Looking for guilt-free comfort food? You’ve found it here. Riced Cauliflower Au Gratin is mashed potatoes’ low-carb, low-calorie cousin. The horseradish gives it a great kick. So, whether you’re looking for a delicious side dish or just love cauliflower, this is a fantastic addition to any meal.
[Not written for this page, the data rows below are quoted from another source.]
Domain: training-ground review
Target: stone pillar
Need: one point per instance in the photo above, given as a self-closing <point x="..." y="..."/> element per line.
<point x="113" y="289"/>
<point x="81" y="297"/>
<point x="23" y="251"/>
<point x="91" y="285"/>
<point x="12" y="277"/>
Source: Adapted from Lori’s Cauliflower Au Gratin—uses fresh cauliflower/florets for different texture
Prep time: 30 minutes Total time: 1 hour Serves: 10
Preheat oven to 425⁰F
- 2 bags riced cauliflower
- 2 Tablespoons grated Parmesan cheese
- 1 Tablespoon scallions (plus more for garnish)
- 3 Tablespoons butter
- 1 Tablespoon onion
- 1 Tablespoon minced garlic
- 1 cup vegetable broth
- 1 cup milk (this recipe used 2%)
- 2 Tablespoons prepared horseradish
- ½ teaspoon salt
- ½ teaspoon black pepper
- ½ cup shredded sharp or extra sharp cheddar cheese
- Melt butter in large skillet over low heat. Add onion, garlic, and cauliflower, cooking and stirring until tender but not brown, 3-5 minutes. Pour in broth and bring to a boil. Cook over high heat until broth evaporates completely, 8-10 minutes. Remove from heat.
- Pour milk into skillet; transfer to blender and purée (or purée with an immersion blender) until smooth. Stir in horseradish, Parmesan, salt, and pepper. Transfer to a 9-inch baking dish (I used an 11-in x 7-in pan) . Top with cheddar cheese.
- Bake uncovered until golden brown, about 25 minutes. Garnish with scallions (if using).